I was, in fact, getting a bit panicky, and speculating on how long it would take to get Dinkie in to Buckhorn and a doctor, when Struthers remembered about a pair of toilet tweezers she'd once possessed herself of, for pulling out an over-punctual gray-hair or two. Even then I had to resort to heroic measures, tying the screaming child's hands tight to his side with a bath-towel and having the tremulous Struthers hold his poor little head flat against the kitchen table.

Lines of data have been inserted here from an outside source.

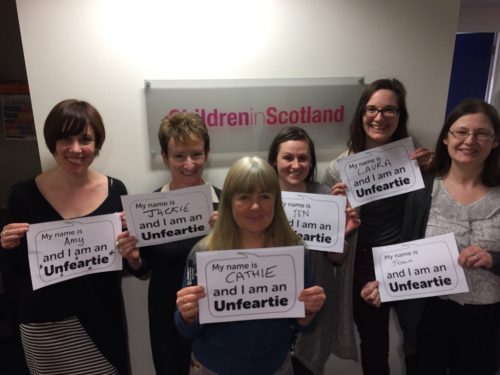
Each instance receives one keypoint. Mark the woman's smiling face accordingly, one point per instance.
(379, 128)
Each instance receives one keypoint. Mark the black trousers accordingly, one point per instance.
(372, 322)
(461, 339)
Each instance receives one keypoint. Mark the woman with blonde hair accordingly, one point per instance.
(251, 216)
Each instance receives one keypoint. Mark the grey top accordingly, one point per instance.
(332, 330)
(478, 224)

It was about as painful, I suppose, as extracting a tooth, but I finally got a grip on that swollen legume and pulled it from its inflamed pocket of flesh. I felt as relieved and triumphant as an obstetrician after a hard case, and meekly handed over to Dinkie anything his Royal Highness desired, even to his fifth cookie and the entire contents of my sewing-basket, which under ordinary circumstances is strictly taboo. But once the ear-passage was clear the pain went away, and Dinkie, at the end of a couple of hours, was himself again.

But Peter has left a hole in our lives. I keep feeling that he's merely out on the land and will be coming in with that quiet and remote smile of his and talking like mad through a meal that I always had an incentive for making a little more tempting than the ordinary grub-rustling of a clodhopper.

The only person about Alabama Ranch who seems undisturbed by Peter's departure is Whinstane Sandy. He reminds me of a decrepit but robustious old rooster repossessing himself of a chicken-run after the decapitation of an arrogant and envied rival. He has with a dour sort of blitheness connected up the windmill pump, in his spare time, and run a pipe in through the kitchen wall and rigged up a sink, out of a galvanized pig-trough. It may not be lovely to the eye, but it will save many a step about this shack of ours. And the steps count, now that the season's work is breaking over us like a Jersey surf!

_Thursday the Twenty-sixth_

I've got Struthers in jumpers, and she's learning how to handle a team. Whinnie laughed at her legs, and said they made him think a-muckle o' a heron. But men are scarce in this section, and it looks as though Alabama Ranch was going to have a real wheat crop. Whinnie boasts that we're three weeks ahead of Casa Grande, which, they tell me, is taking on a neglected look.

I've had no message from my Dinky-Dunk, and no news of him. All day long, at the back of my brain, a nervous little mouse of anxiety keeps nibbling and nibbling away. Last night, when she was helping me get the Twins ready for bed, Struthers confided to me that she felt sure Lady Alicia and my husband had been playmates together in England at one time, for she's heard them talking, and laughing about things that had happened long ago. But it's not the things that happened long ago that are worrying me. It's the things that may be happening now.